Kas ve kemik değerlerinin yükselmesi doktorun dediğine göre çok iyi bir şeydi ama Aziz'in bu kadar yorulması bana göre iyi değildi. Kilo alması gerektiği yerde kendini çok yorduğu için zayıflamış ve bu bir haftalık süreçte birde kilo alması için çabalamıştık ama en fazla verdiği beş kilodan ikisini alabilmişti.

Aynı zamanda da konuşmak için gece geç uyuyor her gün en az yüz sayfada sesli şekilde kitap okuyordu. Çok zorlanarakta olsa bitiyordu ama konuşmasından yana çok büyük gelişme olmuştu.

Öncesinde hece hece zorlanarak konuşması şimdi uzun cümleler arasında birkaç kelimede oluyordu. Beraber bile az vakit geçirmiş çok az konuşmuştuk.

Elini tuttuğum adamın alnına eğilip dudaklarımı bastırdım. Ameliyat kıyafetleri içerisinde odamızda saatin dolmasını bekliyorduk.

"Az kaldı." gizleyemediği tebessüm ile yorgunca gözlerini kapattı. Doğru düzgün uyumuyordu bile, sabahın beşinde uyanıyor ben uyanana kadar kendi kendine hem ayaklarını hem ellerini oynatarak egzersizlerini yapıyordu.

"Ya olmazsa?"

"Neden olmasın Aziz? İyileşeceksin beraber daha herkesi yalvarttıracağız." dedim elimi yumruk yapıp omuzuna acıtmayacak şekilde vururken. Gaz gelsin diye havada yumruklarımı sallamıştım.

Kendine her gün verdiği sözdü bu, her gün hem bana hem kendine söylüyor, 'onları sana yalvarttıracağım' diyordu.

"Suna." gülüşünü soldurup derince bir soluğun ardından yorgun gözlerini gözlerime dikti. Konuşmadan kendini hazırlaması için ona süre verip saçlarını parmaklarımla geriye taramaya başladım.

"Kalkamazsam ve bir daha yürüye-mezsem..." kızacağımı bildiği için  sessizce cümlesini kurduğunda tebessümle dinlemeye devam ettim. Hem kalkamazsam stresi hemde ameliyat korkusu vardı.

"Güzel birisin, bense yatalağım. Yatalak birine bak-mak zor. Böyle devam edersem benden ayrılmayı düşünür müsün? Yani seninde hakkın normal bir hayat yaşamak, gülmek eğlenmek."
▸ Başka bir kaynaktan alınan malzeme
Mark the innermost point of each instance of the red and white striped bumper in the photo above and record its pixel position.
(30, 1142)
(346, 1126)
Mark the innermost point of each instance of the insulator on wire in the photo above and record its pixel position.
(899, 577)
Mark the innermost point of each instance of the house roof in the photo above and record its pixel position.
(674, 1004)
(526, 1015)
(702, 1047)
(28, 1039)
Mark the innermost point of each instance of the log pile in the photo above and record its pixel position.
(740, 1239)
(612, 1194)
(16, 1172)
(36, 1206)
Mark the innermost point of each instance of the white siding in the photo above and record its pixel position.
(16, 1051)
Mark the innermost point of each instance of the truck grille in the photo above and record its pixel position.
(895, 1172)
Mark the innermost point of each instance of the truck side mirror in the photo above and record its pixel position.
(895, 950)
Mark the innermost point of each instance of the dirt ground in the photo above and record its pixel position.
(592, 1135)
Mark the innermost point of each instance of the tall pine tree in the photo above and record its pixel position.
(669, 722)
Sakin ve sonlara doğru gözleri dolarak konuştuğunda istemsizce benimde gözlerim dolmuştu. Akmaya hazır gözlerimi silip tebessümle ona döndüm.

"Senin gibi deli kocayı başka nerde bulucağım ben. Evlenmekte zor iş, hiç başkasının derdini çekemem. Aldın bir kere iade edemezsin beni Aziz Ahkanoğlu." umursamazlık ile gülerek konuşurken duygusal atmosferi dağıtmaya çabaladım. Başarılı olmuşumtum ki bunu da dudağının kenarını kıvırlmasıyla anlamıştım.
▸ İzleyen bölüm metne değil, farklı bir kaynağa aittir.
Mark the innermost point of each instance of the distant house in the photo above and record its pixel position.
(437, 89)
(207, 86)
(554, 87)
"Ben, canım kocam ve öldüresiye sevdiğim kocamın ailesi ile mutluyum." ellerimi birbirine tutuşturup tatlı olduğumu düşündüğüm şekilde gözlerimi kırpıştırarak iyi bir görünüm sergiledim.

"Öldüresiye sevdiğin." gülüşü arasında konuşup bakmaya devam etti.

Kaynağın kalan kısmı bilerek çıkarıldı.